Gustavo Bartelt

Personal information
- Full name: Gustavo Javier Bartelt
- Date of birth: 2 September 1974 (age 51)
- Place of birth: Buenos Aires, Argentina
- Height: 1.83 m (6 ft 0 in)
- Position(s): Forward

Senior career*
- Years: Team / Apps / (Gls)
- 1993–1997: All Boys / 92 / (25)
- 1997–1998: Lanús / 18 / (13)
- 1998–2003: Roma / 15 / (0)
- 2000: → Aston Villa (loan) / 0 / (0)
- 2000–2001: → Rayo Vallecano (loan) / 12 / (1)
- 2003–2004: Gimnasia La Plata / 35 / (1)
- 2004–2005: Talleres / ? / (?)
- 2005–2006: Gimnasia de Jujuy / 16 / (0)
- 2008–2009: All Boys / 35 / (2)
- 2011: All Boys / 1 / (0)

Managerial career
- 2019: All Boys

= Gustavo Bartelt =

Argentine footballer

Gustavo Javier Bartelt (born 2 September 1974) is an Argentine former footballer who played as a forward.

==Career==
Bartelt started playing for All Boys in 1993. He then played for Lanús, Roma, Aston Villa (on loan from Roma), Rayo, Gimnasia La Plata, Talleres and Gimnasia de Jujuy.

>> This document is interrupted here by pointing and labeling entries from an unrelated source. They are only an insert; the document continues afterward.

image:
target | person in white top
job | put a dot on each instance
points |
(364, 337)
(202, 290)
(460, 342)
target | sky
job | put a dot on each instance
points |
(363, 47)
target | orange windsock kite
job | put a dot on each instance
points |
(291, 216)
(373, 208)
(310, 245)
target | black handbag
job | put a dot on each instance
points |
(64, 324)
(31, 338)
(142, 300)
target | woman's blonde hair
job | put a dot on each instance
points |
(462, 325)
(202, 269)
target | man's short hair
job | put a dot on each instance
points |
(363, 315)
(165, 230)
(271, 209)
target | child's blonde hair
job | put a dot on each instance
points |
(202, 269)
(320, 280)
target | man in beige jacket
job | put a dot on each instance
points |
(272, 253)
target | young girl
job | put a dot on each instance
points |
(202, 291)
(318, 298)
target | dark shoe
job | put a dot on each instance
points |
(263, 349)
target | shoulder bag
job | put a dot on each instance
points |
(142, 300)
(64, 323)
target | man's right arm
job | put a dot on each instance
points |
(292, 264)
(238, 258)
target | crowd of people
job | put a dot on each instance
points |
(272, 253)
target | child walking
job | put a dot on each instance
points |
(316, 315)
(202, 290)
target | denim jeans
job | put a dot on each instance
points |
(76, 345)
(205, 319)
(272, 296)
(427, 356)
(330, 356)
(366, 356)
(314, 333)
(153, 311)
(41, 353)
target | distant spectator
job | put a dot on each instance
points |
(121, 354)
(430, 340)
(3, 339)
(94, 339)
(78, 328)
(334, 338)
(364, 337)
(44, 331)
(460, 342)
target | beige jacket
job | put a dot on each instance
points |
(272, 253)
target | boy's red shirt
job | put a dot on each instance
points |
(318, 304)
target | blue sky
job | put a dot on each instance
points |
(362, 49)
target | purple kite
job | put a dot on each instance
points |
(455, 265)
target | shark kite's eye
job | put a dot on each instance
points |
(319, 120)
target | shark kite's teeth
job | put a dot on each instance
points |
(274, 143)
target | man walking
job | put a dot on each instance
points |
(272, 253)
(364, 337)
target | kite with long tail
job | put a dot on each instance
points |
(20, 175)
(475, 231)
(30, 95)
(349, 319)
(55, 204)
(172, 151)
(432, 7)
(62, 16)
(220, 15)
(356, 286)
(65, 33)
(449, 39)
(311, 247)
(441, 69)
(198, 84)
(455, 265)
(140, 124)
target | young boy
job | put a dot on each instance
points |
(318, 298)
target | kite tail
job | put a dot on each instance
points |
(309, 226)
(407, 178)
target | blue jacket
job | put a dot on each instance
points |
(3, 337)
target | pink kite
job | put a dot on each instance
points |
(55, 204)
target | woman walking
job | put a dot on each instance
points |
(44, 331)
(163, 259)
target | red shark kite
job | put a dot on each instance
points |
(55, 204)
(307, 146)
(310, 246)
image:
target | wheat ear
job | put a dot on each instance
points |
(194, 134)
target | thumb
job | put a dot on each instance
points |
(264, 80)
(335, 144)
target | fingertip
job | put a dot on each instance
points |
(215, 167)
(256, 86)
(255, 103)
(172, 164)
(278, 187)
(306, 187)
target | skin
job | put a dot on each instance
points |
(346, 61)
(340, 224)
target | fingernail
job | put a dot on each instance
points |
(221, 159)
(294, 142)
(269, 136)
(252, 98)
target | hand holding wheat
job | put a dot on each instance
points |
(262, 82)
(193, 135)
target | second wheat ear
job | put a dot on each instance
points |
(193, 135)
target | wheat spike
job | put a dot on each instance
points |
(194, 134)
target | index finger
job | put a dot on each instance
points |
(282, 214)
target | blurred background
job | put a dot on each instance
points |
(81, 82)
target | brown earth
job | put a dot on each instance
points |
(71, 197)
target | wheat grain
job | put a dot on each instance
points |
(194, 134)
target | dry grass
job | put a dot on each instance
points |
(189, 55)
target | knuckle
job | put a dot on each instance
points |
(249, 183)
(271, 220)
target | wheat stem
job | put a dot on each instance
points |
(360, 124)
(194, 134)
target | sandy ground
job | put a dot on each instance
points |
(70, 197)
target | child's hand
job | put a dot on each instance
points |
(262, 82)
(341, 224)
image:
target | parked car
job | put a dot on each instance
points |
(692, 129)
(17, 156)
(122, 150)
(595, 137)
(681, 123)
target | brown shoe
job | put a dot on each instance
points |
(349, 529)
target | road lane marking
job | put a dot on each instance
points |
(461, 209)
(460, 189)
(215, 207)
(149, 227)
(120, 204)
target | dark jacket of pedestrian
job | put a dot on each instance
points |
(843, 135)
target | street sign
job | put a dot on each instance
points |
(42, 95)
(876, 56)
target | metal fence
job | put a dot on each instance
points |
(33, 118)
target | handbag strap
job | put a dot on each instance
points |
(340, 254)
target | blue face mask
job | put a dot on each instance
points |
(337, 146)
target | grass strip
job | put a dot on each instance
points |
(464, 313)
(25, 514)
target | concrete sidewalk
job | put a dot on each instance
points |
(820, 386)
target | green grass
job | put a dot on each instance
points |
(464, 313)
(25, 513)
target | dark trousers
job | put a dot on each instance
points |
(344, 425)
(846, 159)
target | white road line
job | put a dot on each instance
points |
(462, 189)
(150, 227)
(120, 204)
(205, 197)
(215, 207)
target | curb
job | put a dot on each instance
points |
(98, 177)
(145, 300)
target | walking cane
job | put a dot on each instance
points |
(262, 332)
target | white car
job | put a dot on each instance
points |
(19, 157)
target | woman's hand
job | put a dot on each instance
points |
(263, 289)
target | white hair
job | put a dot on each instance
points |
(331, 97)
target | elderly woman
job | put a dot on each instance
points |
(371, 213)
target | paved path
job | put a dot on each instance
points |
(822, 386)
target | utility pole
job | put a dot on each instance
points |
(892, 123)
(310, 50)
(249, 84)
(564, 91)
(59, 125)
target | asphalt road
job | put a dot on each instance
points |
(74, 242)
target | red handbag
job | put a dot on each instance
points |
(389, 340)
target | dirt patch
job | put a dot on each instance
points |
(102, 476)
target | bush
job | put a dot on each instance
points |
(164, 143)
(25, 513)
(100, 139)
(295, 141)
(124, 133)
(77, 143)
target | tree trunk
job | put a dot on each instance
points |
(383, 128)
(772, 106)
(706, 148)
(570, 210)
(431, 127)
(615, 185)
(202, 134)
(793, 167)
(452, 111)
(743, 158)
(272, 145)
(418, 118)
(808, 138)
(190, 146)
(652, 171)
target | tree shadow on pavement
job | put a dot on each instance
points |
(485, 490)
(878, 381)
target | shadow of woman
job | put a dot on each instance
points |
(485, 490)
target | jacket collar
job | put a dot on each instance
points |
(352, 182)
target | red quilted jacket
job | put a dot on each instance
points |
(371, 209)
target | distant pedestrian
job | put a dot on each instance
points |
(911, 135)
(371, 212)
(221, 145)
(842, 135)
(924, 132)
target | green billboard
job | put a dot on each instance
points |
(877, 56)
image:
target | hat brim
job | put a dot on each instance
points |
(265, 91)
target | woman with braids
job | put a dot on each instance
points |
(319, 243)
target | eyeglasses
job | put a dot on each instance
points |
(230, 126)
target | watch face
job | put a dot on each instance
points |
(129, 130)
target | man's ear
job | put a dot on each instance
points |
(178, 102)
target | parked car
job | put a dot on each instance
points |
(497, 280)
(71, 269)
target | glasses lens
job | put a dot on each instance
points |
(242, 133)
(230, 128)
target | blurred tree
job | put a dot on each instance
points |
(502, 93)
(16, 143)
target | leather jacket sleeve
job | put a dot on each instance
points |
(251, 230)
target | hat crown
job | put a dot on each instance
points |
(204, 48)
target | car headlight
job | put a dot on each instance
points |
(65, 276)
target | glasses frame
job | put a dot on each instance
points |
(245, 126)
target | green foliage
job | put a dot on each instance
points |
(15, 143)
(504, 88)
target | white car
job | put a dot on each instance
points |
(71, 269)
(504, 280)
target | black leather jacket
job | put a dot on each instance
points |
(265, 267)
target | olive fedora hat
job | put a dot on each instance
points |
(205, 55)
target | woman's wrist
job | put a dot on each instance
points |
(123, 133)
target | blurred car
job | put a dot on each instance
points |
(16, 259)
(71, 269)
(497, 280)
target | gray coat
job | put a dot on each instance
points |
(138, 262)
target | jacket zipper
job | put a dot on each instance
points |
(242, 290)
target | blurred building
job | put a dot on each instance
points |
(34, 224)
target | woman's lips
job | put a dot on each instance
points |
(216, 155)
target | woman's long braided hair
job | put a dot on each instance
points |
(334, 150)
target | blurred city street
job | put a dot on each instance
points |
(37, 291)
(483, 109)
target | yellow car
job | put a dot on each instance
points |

While at Roma, both Bartelt and Cafu were accused of using false documents to gain Italian passports. Bartelt was banned for one year and Cafu was acquitted. He never played for Roma again until released in 2003 and until 2006 was acquitted by the court for the fake documents charge.

The forward retired playing for All Boys in 2009. However, in 2011 he came out of retirement to play again for that club, but this time in the Primera División.

==Coaching career==
In February 2019, Bartelt was appointed joint-manager alongside Pablo Solchaga for All Boys. The duo was fired on 15 September 2019.